Figure 1. Decision tree and examples for visual morphologic pattern evaluation. All cases were evaluated by a trained radiologist. Images show representative slices from the 3D T1w DCE subtraction acquisitions (2.5 minutes post-contrast – pre-contrast).

Figure 2. Example single slice images of high (0.32, top, morphologic pattern 1) and low (0.13, bottom, morphologic pattern 3) sphericity tumors with comparable tumor volumes (FTV=14.5cc and 14.0cc respectively). Left images show the DCE subtractions, with the derived surface voxels added in the center images and the SER tumor mask added at the right. Surface voxels are shown for illustration only - the morphologic calculations were done using triangular meshing of the 3 dimensional tumor mask.

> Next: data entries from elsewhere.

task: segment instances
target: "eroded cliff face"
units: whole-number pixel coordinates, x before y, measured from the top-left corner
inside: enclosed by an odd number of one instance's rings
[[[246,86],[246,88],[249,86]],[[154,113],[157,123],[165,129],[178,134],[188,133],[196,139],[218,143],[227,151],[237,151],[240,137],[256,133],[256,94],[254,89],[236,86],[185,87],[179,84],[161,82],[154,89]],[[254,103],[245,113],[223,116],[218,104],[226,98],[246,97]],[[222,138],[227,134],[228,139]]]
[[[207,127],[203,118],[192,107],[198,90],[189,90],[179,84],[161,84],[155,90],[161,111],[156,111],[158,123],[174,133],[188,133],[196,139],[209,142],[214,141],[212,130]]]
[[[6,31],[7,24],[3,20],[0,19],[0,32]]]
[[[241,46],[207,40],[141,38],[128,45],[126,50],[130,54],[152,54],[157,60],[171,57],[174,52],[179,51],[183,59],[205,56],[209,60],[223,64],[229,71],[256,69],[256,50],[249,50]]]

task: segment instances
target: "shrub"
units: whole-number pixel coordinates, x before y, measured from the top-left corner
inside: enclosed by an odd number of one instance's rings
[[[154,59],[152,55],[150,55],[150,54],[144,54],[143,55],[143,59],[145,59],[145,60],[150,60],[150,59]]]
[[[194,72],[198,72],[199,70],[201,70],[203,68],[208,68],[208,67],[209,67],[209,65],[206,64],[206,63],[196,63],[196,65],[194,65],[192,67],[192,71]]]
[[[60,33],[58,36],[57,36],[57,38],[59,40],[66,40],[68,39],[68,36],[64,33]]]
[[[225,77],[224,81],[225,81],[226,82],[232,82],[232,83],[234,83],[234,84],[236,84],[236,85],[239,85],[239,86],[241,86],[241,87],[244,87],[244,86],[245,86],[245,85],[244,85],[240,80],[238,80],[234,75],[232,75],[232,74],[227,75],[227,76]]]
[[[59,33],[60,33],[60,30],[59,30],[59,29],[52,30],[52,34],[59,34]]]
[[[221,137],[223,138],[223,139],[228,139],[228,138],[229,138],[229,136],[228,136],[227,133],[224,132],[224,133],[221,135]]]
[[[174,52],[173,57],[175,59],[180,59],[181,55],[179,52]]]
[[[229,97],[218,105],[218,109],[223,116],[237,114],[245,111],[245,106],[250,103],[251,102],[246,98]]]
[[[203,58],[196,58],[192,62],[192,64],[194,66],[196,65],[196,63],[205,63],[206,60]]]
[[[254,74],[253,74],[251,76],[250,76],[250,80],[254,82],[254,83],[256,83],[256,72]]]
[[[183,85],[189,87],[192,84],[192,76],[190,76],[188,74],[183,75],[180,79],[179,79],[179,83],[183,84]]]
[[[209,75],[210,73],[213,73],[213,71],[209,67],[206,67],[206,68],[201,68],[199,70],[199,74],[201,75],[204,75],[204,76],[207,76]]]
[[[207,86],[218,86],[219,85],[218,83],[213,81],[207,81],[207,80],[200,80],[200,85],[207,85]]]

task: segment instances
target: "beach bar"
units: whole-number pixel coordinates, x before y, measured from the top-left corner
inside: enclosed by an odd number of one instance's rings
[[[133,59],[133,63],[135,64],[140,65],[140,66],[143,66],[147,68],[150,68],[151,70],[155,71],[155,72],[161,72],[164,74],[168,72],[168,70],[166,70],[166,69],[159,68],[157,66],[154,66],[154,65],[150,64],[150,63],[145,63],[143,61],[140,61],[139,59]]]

FIgure 3. Box plots showing the distribution of quantitative tumor sphericity (SPH) based on tumor masks derived with an SER threshold of 0.9 (plateau and washout enhancement behaviors) between the visually assessed morphologic patterns (a. SPHbaseline and b. SPHearly‑treatment). Plot c. shows the distribution for the cube root of FTVbaseline for comparison. Mean SPHbaseline differentiated the more compact morphologic patterns, but showed no significant differences between 3-5. Mean SPHearly‑treatment showed a steady negative trend with increasing pattern score, but only pattern 1 was significantly different from others. FTVbaseline differentiated the extremes 1 and 5 from all other patterns

Figure 4. Area under the ROC curve (AUC: estimate and 95% confidence limits) for FTV and SPH for predicting pCR. Predictor values evaluated were: baseline (T0, pre-treatment), early-treatment (T1, after 3 weeks of taxane-based treatment), and percent change from T0 to T1. Final column shows results for multivariate logistic regression testing the addition of SPH to a model adjusted for FTV. Bold values indicate AUC significantly greater than 0.5 for univariate tests and p<0.05 for logistic regression results.